The second happened and I thought my world ended.
“How dare you cheat on me?”
“You are not my type, that's why.”
That taught me that alas people claim to love those who aren't even their types.
The third heartbreak was so callous. I was bleeding on someone who did not cut me at first. He saw my wounds and decided to dig deeper.
I remember I bathed with ice cold water so my heart would freeze in the bathroom and I would die.
I didn't die. Haha. I wrote so much. I have journals filled with the hurts nobody knew I was enduring.
Writing healed me.
Somehow he's receiving his karma. All of them are tbh and it isn't because of me.
The fourth heartbreak very fast, very confusing, teary, and ugly, but understandable.
Each heartbreak tho has birthed a different me that makes me think they were necessary.
It goes beyond character development. It develops my audacity to be callous when necessary, sweet when necessary, read the room, and call out bullshit.
In another way I am not sure I was entirely heartbroken. Somehow, they felt like liberation.
Currently the world sometimes feels like one big porn show.
The desires of men and women stretching and circling within the boundaries of sexual things.
More products this, more products that.
Married people openly cheating. Relationship people doing their own.
It makes me wonder what can be defined as “heartbreak,” today.
It doesn't matter because we are beings of love. Full of love to heal ourselves and others.
Full of love to listen.
To hold and to mend.
That's a gift many lack.
There are not beings of love so they take, they hurt, and try to destroy to fill the void in them.
Still they marvel at this being born in love and how they take every hurt and create a beautiful garden.
We are not synonyms of wilt.

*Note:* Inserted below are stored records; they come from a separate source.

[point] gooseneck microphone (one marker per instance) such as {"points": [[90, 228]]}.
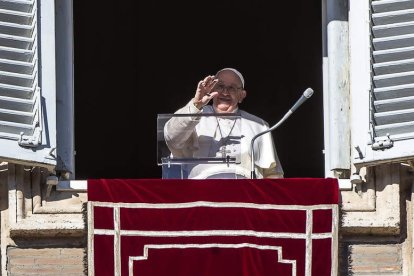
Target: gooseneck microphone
{"points": [[306, 95]]}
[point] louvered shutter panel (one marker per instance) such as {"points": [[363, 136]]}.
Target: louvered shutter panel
{"points": [[25, 135], [393, 70]]}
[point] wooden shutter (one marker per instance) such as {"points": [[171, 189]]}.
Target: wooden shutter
{"points": [[392, 91], [27, 82]]}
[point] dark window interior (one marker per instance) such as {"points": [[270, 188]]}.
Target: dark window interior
{"points": [[135, 59]]}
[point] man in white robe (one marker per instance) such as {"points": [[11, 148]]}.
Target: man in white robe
{"points": [[222, 136]]}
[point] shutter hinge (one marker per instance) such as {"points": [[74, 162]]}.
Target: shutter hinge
{"points": [[383, 144], [35, 139], [31, 141]]}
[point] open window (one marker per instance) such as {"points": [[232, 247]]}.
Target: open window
{"points": [[382, 80], [36, 81]]}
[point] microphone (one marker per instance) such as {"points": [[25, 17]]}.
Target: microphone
{"points": [[306, 95]]}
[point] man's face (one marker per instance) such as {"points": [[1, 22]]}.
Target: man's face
{"points": [[230, 91]]}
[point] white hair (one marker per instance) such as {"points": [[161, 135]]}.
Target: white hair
{"points": [[234, 71]]}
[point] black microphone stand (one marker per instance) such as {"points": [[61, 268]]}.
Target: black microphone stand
{"points": [[306, 95]]}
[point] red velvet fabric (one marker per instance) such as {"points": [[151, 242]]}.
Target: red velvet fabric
{"points": [[213, 227]]}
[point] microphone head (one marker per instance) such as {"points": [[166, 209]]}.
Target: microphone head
{"points": [[308, 93]]}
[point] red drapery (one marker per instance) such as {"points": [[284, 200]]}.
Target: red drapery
{"points": [[213, 227]]}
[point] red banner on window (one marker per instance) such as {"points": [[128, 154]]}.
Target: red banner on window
{"points": [[213, 227]]}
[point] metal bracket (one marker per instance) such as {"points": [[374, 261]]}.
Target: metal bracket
{"points": [[383, 144], [31, 141]]}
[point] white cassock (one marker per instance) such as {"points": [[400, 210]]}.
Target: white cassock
{"points": [[219, 136]]}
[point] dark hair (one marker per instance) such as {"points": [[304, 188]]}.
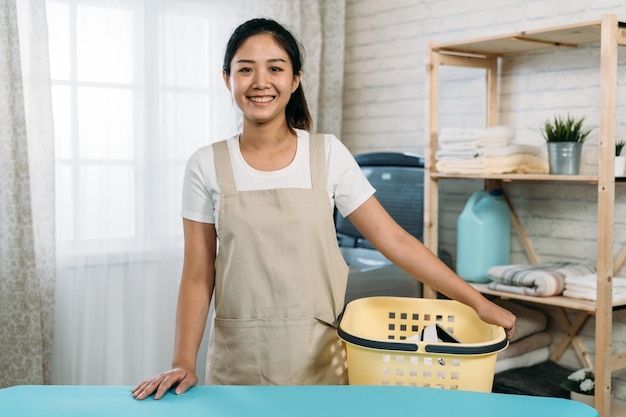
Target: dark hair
{"points": [[297, 111]]}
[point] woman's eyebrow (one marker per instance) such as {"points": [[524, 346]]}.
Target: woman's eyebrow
{"points": [[252, 61]]}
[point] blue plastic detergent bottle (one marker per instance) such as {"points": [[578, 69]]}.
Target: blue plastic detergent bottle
{"points": [[483, 235]]}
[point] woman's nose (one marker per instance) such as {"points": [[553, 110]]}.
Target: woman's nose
{"points": [[261, 79]]}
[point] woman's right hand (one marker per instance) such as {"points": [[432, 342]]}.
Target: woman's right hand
{"points": [[182, 379]]}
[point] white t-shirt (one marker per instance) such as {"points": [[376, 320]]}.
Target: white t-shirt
{"points": [[347, 187]]}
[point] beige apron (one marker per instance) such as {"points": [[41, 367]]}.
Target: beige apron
{"points": [[280, 283]]}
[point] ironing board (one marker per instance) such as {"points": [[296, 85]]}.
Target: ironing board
{"points": [[285, 401]]}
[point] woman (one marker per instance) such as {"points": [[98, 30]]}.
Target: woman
{"points": [[267, 197]]}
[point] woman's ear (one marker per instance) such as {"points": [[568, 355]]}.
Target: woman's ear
{"points": [[226, 80], [296, 81]]}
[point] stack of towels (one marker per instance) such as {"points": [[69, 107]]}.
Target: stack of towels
{"points": [[541, 280], [585, 288], [531, 342], [489, 150]]}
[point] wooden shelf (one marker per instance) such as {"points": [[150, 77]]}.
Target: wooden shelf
{"points": [[568, 36], [592, 179], [486, 53], [558, 301]]}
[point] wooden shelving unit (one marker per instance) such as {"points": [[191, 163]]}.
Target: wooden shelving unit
{"points": [[485, 53]]}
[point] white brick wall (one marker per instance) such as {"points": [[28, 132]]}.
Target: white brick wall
{"points": [[384, 109]]}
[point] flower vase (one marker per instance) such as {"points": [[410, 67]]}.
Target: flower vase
{"points": [[583, 398], [564, 157]]}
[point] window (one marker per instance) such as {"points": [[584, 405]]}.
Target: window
{"points": [[136, 88]]}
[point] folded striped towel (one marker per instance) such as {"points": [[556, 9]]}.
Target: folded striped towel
{"points": [[544, 279]]}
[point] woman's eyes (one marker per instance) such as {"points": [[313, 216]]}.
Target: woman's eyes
{"points": [[271, 69]]}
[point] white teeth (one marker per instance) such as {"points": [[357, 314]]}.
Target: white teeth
{"points": [[262, 99]]}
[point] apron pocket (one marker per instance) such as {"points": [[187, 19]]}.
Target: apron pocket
{"points": [[275, 352]]}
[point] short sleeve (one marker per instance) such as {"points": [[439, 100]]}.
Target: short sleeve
{"points": [[351, 187], [197, 203]]}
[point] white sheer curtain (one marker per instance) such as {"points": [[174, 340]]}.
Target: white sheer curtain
{"points": [[26, 196], [136, 89]]}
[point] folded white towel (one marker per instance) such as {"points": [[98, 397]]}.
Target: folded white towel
{"points": [[489, 136], [518, 163], [514, 149], [591, 281], [543, 279], [452, 154]]}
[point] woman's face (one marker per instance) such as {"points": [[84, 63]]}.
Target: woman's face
{"points": [[261, 79]]}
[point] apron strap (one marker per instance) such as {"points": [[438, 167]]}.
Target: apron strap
{"points": [[224, 168], [317, 156]]}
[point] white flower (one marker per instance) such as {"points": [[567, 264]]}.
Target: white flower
{"points": [[586, 385]]}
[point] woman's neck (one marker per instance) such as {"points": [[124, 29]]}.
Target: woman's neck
{"points": [[268, 148]]}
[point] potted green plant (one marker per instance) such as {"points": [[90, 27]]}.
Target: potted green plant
{"points": [[581, 385], [565, 138], [620, 161]]}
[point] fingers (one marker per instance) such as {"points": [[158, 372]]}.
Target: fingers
{"points": [[161, 383]]}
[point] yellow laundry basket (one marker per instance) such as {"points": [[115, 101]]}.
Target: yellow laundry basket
{"points": [[376, 330]]}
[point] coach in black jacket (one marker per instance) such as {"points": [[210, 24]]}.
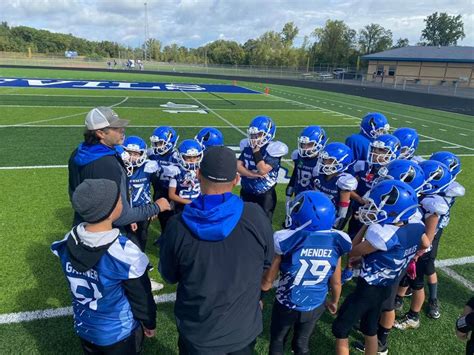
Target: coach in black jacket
{"points": [[217, 250], [99, 157]]}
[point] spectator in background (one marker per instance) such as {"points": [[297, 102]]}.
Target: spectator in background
{"points": [[100, 157], [217, 250]]}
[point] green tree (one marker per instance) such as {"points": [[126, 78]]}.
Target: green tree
{"points": [[443, 30], [374, 38]]}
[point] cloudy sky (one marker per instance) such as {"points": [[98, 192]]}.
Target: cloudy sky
{"points": [[195, 22]]}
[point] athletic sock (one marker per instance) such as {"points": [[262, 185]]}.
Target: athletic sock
{"points": [[382, 334], [433, 290], [413, 315]]}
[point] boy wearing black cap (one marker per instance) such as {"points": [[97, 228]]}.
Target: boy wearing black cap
{"points": [[111, 292], [217, 250]]}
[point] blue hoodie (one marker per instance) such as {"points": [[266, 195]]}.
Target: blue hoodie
{"points": [[213, 217], [86, 153]]}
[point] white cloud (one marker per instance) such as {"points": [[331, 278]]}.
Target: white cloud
{"points": [[193, 23]]}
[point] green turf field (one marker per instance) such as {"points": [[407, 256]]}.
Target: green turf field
{"points": [[41, 127]]}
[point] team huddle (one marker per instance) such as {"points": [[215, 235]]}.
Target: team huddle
{"points": [[393, 204], [396, 205]]}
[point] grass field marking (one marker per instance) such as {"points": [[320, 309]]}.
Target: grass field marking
{"points": [[19, 317], [454, 275], [393, 113], [421, 135], [215, 113]]}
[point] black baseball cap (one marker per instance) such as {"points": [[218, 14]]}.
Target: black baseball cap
{"points": [[219, 164]]}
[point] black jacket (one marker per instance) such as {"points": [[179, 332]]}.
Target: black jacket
{"points": [[109, 167], [217, 303]]}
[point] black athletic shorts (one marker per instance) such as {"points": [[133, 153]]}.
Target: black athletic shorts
{"points": [[364, 304]]}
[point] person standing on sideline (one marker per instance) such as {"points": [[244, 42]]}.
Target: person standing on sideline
{"points": [[217, 250], [111, 293], [100, 157]]}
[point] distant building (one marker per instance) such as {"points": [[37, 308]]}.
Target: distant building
{"points": [[423, 65]]}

We've become synonyms of blooming in the different stages blooms occur.
Which leaves me to wonder if heartbreak is a blessing to he expected or a nuisance that occur?
Which is it for you?
For me it makes it all profound that everything is an experience. We do not belong to anybody except we choose to. And when we make that choice it ought to be backed daily by multiple actions that convince them each day.
A fun-loving game if you ask me.
I am so excited that today is January 31st. It is my last day at this job that has stretched me so much. I am excited for the new phases February brings me with my training as a Project and Campaign Manager.
I am excited for the growth of my freelance business as well. My growth in coding as well.
My current hobby holding me down is doodling. It is so lovely to doodle till your hands hurt. Thanks to the gift Oyin gave me on my glasses deliveries. I've used that notepad sm.
Tata!
as my Pookie would say!
I wish you my readers wellness of mind and body.